In this paper, a rapid and non-destructive measurement system for coal MC is designed, and the verification experiments are carried out in the routine range of MC by combining with machine learning techniques. The designed measurement system can efficiently generate and measure broader continuous-frequency microwave signals and visualize the spectra. To improve the cleanliness of modeling spectrum data, an iterative clipping method based on Mahalanobis distance (MD-ICM) is used to detect and eliminate outliers. Comparative evaluation of typical machine learning regression models is performed. The results show that proper weight distribution is able to effectively overcome the influence of microwave oscillation in high frequency band. Moreover, the DW-kNN algorithm can process imbalanced data well and show higher generalization performance in MC determination of coal samples from unknown regions. Based on multiple microwave frequency bands, different regression models are evaluated.

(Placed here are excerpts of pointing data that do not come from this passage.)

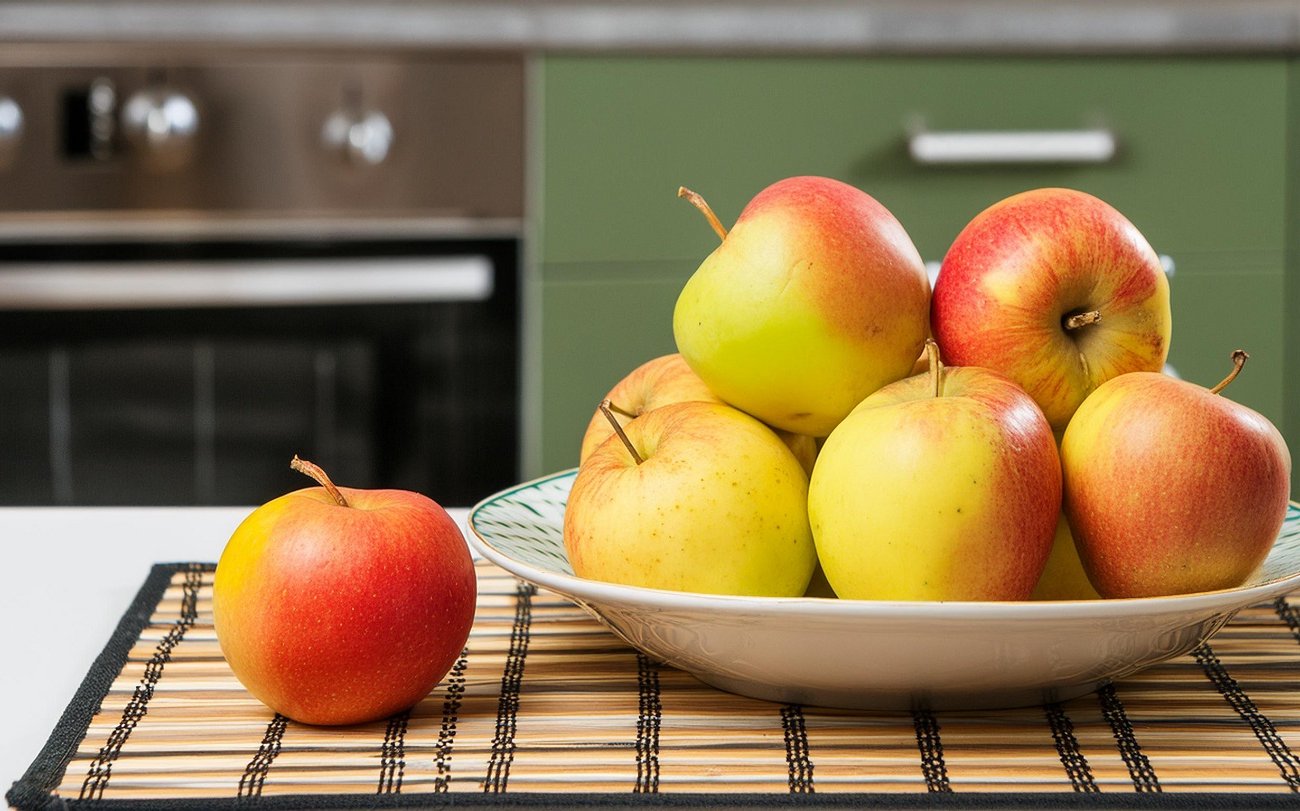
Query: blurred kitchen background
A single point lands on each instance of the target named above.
(417, 241)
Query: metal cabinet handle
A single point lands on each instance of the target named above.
(1012, 147)
(243, 283)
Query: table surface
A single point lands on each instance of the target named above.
(104, 555)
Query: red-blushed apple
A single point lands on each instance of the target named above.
(1064, 577)
(662, 381)
(692, 497)
(341, 606)
(1171, 488)
(1058, 291)
(814, 299)
(941, 486)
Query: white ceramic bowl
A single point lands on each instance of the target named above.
(874, 654)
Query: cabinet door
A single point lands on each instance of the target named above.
(1197, 169)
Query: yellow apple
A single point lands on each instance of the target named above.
(941, 486)
(1064, 576)
(659, 382)
(814, 299)
(692, 497)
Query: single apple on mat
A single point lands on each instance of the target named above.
(814, 299)
(659, 382)
(1171, 488)
(339, 606)
(692, 497)
(1058, 291)
(941, 486)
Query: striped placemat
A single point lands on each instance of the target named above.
(547, 707)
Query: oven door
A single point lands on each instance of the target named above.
(193, 373)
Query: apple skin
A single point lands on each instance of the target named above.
(341, 615)
(663, 381)
(1064, 577)
(815, 298)
(917, 497)
(1025, 264)
(1171, 489)
(718, 506)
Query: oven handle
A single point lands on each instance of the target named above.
(282, 282)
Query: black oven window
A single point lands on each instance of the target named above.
(207, 404)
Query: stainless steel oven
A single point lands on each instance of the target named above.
(212, 260)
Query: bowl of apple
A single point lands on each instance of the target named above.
(874, 654)
(1008, 501)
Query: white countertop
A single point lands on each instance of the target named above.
(55, 627)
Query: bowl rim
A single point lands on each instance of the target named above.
(1027, 611)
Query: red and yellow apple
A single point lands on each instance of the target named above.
(339, 606)
(941, 486)
(663, 381)
(1058, 291)
(1064, 577)
(692, 497)
(1171, 488)
(814, 299)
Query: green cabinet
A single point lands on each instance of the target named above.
(1197, 168)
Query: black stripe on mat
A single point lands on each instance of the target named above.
(797, 759)
(47, 770)
(1140, 770)
(1260, 724)
(450, 715)
(102, 767)
(255, 773)
(1290, 615)
(393, 755)
(1067, 749)
(649, 718)
(511, 681)
(931, 747)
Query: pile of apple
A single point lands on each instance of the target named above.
(832, 426)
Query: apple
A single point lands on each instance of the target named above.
(1064, 577)
(814, 299)
(692, 497)
(341, 606)
(941, 486)
(1058, 291)
(1171, 488)
(662, 381)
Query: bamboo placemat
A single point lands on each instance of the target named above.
(547, 707)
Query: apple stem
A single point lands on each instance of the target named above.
(936, 367)
(1084, 319)
(615, 408)
(312, 469)
(618, 429)
(698, 202)
(1239, 359)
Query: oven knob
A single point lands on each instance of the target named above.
(11, 129)
(161, 124)
(363, 138)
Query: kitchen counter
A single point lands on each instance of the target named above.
(103, 556)
(831, 26)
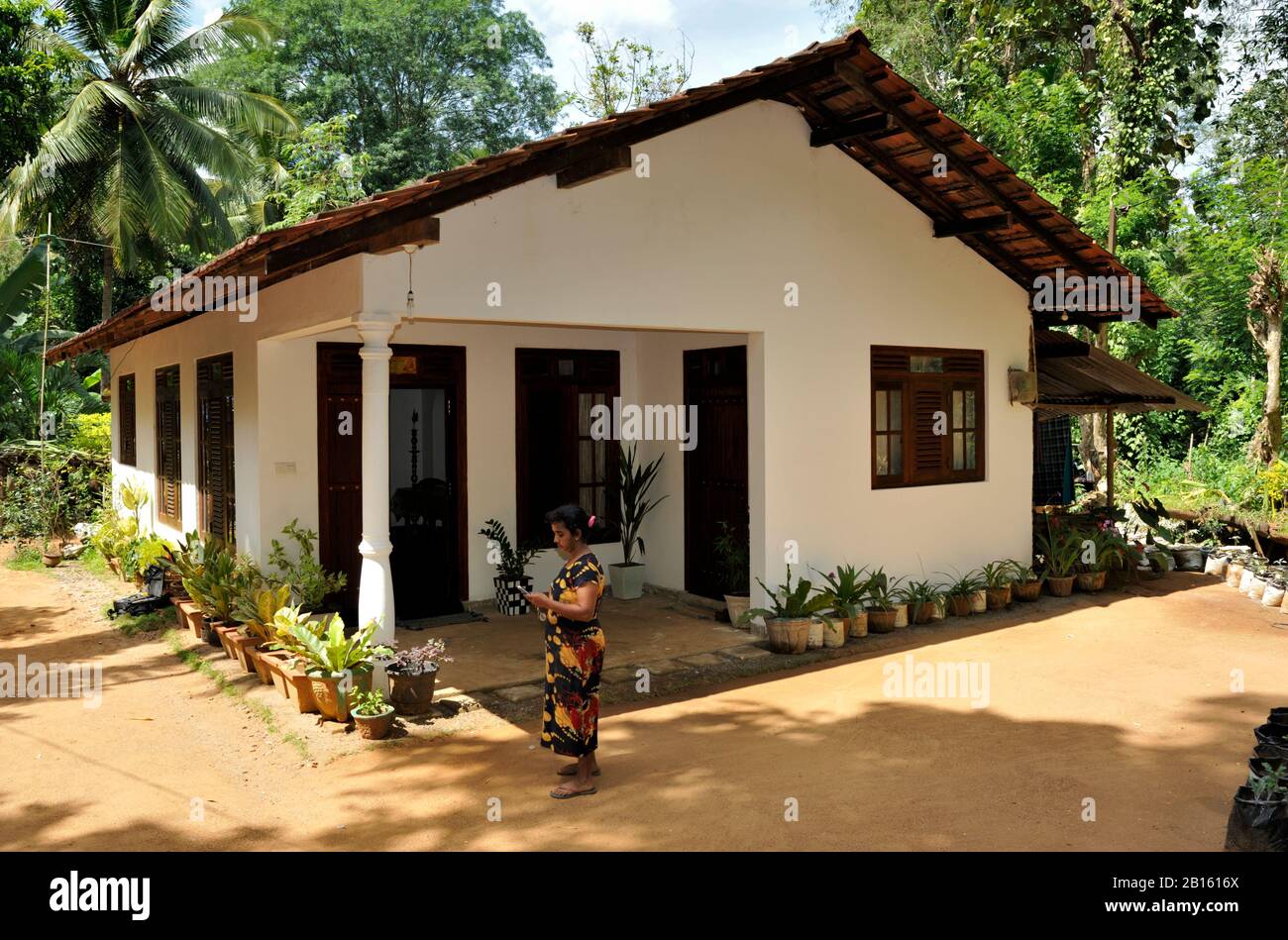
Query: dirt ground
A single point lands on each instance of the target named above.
(1124, 699)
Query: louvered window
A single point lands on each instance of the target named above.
(167, 460)
(129, 451)
(215, 496)
(927, 416)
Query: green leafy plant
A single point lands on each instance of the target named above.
(257, 608)
(513, 563)
(999, 574)
(369, 704)
(733, 555)
(310, 583)
(881, 592)
(325, 649)
(846, 588)
(791, 601)
(635, 483)
(964, 584)
(1060, 550)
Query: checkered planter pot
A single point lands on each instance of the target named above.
(509, 595)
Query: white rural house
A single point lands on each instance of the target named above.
(810, 254)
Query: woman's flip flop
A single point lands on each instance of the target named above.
(566, 794)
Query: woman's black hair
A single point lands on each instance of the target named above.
(575, 519)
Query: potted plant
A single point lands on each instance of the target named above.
(791, 613)
(999, 577)
(846, 588)
(1060, 550)
(412, 674)
(923, 600)
(881, 601)
(257, 606)
(333, 661)
(627, 577)
(734, 559)
(372, 713)
(962, 590)
(511, 580)
(310, 583)
(1026, 584)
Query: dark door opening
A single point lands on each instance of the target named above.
(715, 471)
(426, 474)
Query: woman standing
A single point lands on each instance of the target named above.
(575, 652)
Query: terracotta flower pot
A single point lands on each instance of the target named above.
(375, 726)
(1059, 587)
(735, 605)
(1091, 582)
(881, 621)
(922, 612)
(789, 636)
(1026, 591)
(999, 597)
(412, 694)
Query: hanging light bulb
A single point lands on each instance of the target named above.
(411, 296)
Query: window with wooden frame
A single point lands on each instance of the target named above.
(927, 416)
(558, 460)
(217, 505)
(128, 451)
(168, 468)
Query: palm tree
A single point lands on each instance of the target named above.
(125, 161)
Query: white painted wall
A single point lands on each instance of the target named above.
(734, 209)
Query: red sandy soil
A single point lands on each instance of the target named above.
(1125, 699)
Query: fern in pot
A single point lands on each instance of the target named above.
(627, 577)
(791, 613)
(511, 580)
(733, 557)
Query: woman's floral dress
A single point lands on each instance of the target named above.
(575, 656)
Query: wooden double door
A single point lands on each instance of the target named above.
(715, 471)
(426, 460)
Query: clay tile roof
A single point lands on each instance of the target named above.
(829, 82)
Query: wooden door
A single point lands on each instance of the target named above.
(217, 501)
(430, 574)
(715, 471)
(340, 468)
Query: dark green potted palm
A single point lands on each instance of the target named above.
(627, 577)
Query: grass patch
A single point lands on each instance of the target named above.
(26, 559)
(147, 623)
(194, 662)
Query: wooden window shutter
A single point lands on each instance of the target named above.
(215, 465)
(167, 452)
(943, 412)
(128, 452)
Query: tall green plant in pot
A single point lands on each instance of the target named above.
(627, 577)
(733, 557)
(511, 580)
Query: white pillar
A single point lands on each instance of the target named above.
(375, 583)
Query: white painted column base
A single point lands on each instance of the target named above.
(375, 580)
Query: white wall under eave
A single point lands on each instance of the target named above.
(737, 207)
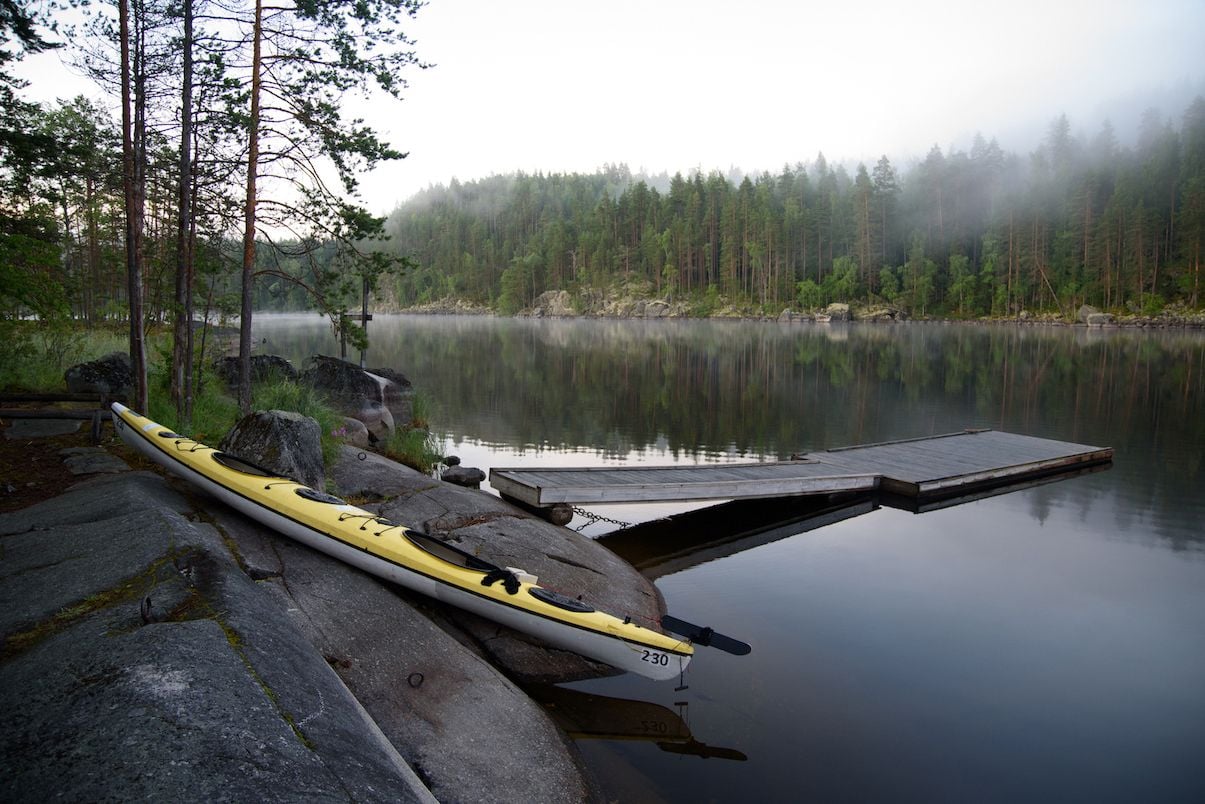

The comparison results show that the proposed method based on the DW-kNN algorithm using broader bandwidth microwave signals for coal MC measurement performs best, achieving an $R^2$ of 0.9106, MAE of 0.2374 and RMSE of 0.2940. Finally, on-site testing was carried out using the designed measurement system, which proves its availability and reliability.

Although the proposed method has not been widely applied in real applications, the measurement accuracy demonstrates that it is of great potential in on-line measurement and control of coal MC. It can provide technical guidance for the development of rapid and non-destructive determination devices of coal MC in the coal washing and processing industries.